The Group manages a significant proportion of the foreign currency exposures by the use of forward exchange contracts. Currency fluctuations affecting the Yen, Euro, US Dollar and other currencies will nevertheless affect results and profitability.

 

Burberry's operating results are subject to seasonal fluctuations

 

Burberry's business, particularly with respect to apparel, broadly operates on a seasonal basis (Spring/Summer and Autumn/Winter) and the Group has experienced, and expects to continue to experience, substantial seasonal fluctuations in sales and operating results. In particular, results vary based on the weather because of the large proportion of outerwear products Burberry offers and the effect of the weather on retail markets generally. As a result of these fluctuations, comparisons of sales and operating results between different periods within a single financial year are not necessarily meaningful.
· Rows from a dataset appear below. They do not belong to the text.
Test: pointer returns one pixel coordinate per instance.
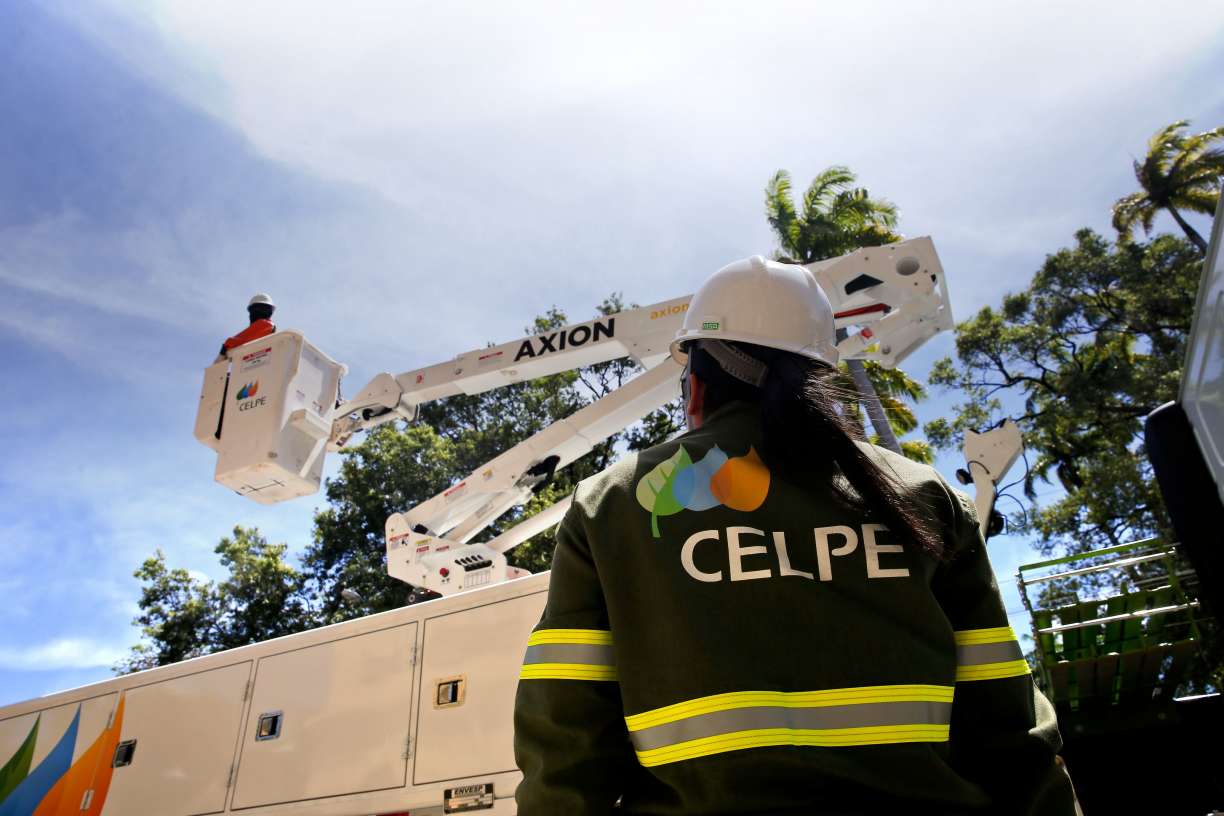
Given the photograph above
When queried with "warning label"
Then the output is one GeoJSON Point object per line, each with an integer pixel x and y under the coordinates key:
{"type": "Point", "coordinates": [256, 359]}
{"type": "Point", "coordinates": [459, 800]}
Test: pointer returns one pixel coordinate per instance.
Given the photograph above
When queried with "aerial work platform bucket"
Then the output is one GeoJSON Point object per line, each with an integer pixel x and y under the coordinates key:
{"type": "Point", "coordinates": [267, 411]}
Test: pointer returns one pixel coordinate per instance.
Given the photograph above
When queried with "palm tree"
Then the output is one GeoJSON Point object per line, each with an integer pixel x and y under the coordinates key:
{"type": "Point", "coordinates": [839, 218]}
{"type": "Point", "coordinates": [1179, 173]}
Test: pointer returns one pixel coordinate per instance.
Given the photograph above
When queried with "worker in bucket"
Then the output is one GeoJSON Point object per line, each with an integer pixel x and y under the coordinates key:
{"type": "Point", "coordinates": [769, 615]}
{"type": "Point", "coordinates": [260, 311]}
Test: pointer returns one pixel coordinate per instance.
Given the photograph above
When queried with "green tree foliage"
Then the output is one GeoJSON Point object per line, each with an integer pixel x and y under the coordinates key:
{"type": "Point", "coordinates": [1093, 345]}
{"type": "Point", "coordinates": [839, 218]}
{"type": "Point", "coordinates": [1180, 173]}
{"type": "Point", "coordinates": [182, 617]}
{"type": "Point", "coordinates": [392, 469]}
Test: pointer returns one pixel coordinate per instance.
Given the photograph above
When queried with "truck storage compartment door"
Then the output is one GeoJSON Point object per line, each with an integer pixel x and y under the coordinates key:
{"type": "Point", "coordinates": [469, 675]}
{"type": "Point", "coordinates": [178, 744]}
{"type": "Point", "coordinates": [328, 719]}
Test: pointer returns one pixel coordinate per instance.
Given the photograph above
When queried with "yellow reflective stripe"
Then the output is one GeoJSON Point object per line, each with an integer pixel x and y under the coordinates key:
{"type": "Point", "coordinates": [790, 700]}
{"type": "Point", "coordinates": [584, 636]}
{"type": "Point", "coordinates": [769, 737]}
{"type": "Point", "coordinates": [973, 636]}
{"type": "Point", "coordinates": [567, 672]}
{"type": "Point", "coordinates": [992, 671]}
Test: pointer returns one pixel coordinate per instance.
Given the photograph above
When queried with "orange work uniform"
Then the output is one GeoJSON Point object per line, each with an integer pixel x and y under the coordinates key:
{"type": "Point", "coordinates": [261, 328]}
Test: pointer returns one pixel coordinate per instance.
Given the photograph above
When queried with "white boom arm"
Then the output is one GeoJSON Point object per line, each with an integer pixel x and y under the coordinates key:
{"type": "Point", "coordinates": [895, 295]}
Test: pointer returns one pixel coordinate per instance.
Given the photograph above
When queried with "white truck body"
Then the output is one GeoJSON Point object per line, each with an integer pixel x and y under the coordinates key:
{"type": "Point", "coordinates": [411, 710]}
{"type": "Point", "coordinates": [380, 715]}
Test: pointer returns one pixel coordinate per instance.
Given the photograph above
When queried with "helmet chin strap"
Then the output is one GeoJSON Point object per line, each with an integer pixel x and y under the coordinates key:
{"type": "Point", "coordinates": [738, 363]}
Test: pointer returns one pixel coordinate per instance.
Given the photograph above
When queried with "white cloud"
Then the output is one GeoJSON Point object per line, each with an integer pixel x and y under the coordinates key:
{"type": "Point", "coordinates": [61, 653]}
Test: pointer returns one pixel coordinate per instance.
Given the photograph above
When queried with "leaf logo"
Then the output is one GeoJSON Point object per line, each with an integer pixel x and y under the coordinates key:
{"type": "Point", "coordinates": [679, 483]}
{"type": "Point", "coordinates": [655, 488]}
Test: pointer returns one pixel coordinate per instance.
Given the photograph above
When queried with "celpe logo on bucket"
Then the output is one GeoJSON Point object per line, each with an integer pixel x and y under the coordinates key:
{"type": "Point", "coordinates": [247, 399]}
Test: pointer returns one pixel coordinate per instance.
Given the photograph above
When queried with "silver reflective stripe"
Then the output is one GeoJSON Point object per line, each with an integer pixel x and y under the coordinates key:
{"type": "Point", "coordinates": [981, 653]}
{"type": "Point", "coordinates": [864, 715]}
{"type": "Point", "coordinates": [569, 653]}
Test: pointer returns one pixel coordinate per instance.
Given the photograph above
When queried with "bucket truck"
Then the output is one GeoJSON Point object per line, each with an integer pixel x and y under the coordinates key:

In addition, these comparisons cannot be relied on as indicators of the Group's future performance.

 

Burberry faces increasingly intense competition

 

Competition in the luxury goods sector has intensified in recent years and Burberry is faced with increasing competition in many of our product categories and markets. The Group competes with international luxury goods groups who control a number of luxury brands and may have greater financial resources and bargaining power with suppliers, wholesale accounts and landlords. If Burberry is unable to compete successfully, operating results and growth may be adversely impacted.

 

A significant incident such as a natural catastrophe, global pandemic or terrorist attack affecting one or more of the Group's key locations could significantly impact the operation of our businesses

 

In such circumstances, the uninterrupted operation of the business cannot be ensured, particularly in the short term. Business continuity plans are in place to mitigate but not eliminate the operational risks.

 

STATEMENT OF DIRECTORS' RESPONSIBILITIES

 

The following information is extracted from page 80 of the 2009/10 Annual Report and Accounts.

 

Each of the directors, whose names and functions are listed on page 61 confirms that, to the best of their knowledge:

 

·     the Group financial statements, which have been prepared in accordance with IFRSs as adopted by the EU, give a true and fair view of the assets, liabilities, financial position and profit or loss of the Group; and

 

·     the Directors' Report contained on page 62 includes a fair review of the development and performance of the business and the position of the Group together with a description of the principal risks and uncertainties that the Group faces which are contained on pages 48 to 51.

 

NOTE 28 RELATED PARTY TRANSACTIONS

 

The following information is extracted from page 123 of the 2009/10 Annual Report and Accounts.

 

Transactions between the Company and its subsidiaries, which are related parties of the Company, have been eliminated on consolidation and are not disclosed in this note.  The related party transactions relate to total compensation paid to key management, who are defined as the Board of Directors and certain members of senior management, and a loan from a minority interest partner.

 

The total compensation paid to key management during the year was as follows:

 


Year to

31 March

2010

£m

Year to

31 March

2009

£m

Salaries and short-term benefits

8.6

4.7

Post-employment benefits

0.3

0.4

Share based compensation

4.0

1.8

Total

12.9

6.9

 

The aggregate cost to the Group of the exercise of share options and awards to key management in the year to 31 March 2010 was £5.2m (2009: £1.5m).

 

During the year, Mitsui & Co Limited, a minority interest partner in Japan, provided a subsidiary company with a loan totalling £0.5m.  The loan is due to mature on 8 November 2010.  Interest is charged on this loan at the Japanese short-term prime rate plus 0.5%.